David Radzanowski, Nasa's chief financial officer, said the space agency is requesting funds to study Europa following the announcement of its White House budget request for 2016.
The $30m is in addition to the $100m Congress added to Nasa's budget to start work on the mission to Jupiter's moon last year.
Previously, all of their proposed mission concepts have had failings – either being too small or too big, for example – but the Europa Clipper mission is "just right", JPL scientist Robert Pappalardo, told Discovery News.
The Europa Clipper mission would conduct detailed reconnaissance of Jupiter's moon Europa. It would investigate whether or not the moon could harbour suitable conditions for life: "The mission would perform a detailed investigation of Europa using a highly capable, radiation-tolerant spacecraft that would perform repeated close flybys of the icy moon from a long, looping orbit around Jupiter."
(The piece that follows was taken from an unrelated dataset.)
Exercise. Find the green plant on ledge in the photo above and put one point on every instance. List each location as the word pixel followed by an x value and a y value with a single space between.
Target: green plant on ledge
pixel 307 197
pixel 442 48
Costs would include science instruments to penetrate the frozen crust, to work out the thickness of the ice shell, an infrared spectrometer to look at the composition of the moon's surface materials and cameras to look at its features.
The Clipper would perform 45 flybys of Europa at varying altitudes, the closest being about 25km above the surface.
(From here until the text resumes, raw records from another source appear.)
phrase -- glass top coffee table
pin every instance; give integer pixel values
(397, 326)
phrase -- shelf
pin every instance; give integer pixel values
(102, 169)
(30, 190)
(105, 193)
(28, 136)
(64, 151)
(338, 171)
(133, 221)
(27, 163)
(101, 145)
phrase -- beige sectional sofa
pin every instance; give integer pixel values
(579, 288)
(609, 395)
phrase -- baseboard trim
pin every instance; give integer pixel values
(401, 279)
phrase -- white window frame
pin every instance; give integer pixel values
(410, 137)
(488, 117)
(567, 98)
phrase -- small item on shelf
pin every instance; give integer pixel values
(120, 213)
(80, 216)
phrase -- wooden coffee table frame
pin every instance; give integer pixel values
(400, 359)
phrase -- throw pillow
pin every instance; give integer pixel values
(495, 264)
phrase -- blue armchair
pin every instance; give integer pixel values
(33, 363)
Europa is believed to be the best candidate in the search for extra-terrestrial life, as it is thought to conceal an ocean more than twice the volume of the Earth's seas.
Under its frozen crust, scientists think the moon could harbour the key ingredients for a habitable environment, thus life.
"Europa's ocean, to the best of our knowledge, isn't that harsh of an environment," said astrobiologist Kevin Hand, JPL's deputy chief scientist for solar system exploration. However, he added that the Europa Clipper mission is not primarily to find alien life.
"The way we framed the Europa mission science objectives is not to specifically look for life, but to understand habitability; the ingredients for life."
If everything goes to plan, the spacecraft could be launched in the 2020s. It could also reach the moon in under three years if a powerful rocket currently being developed is used for the mission.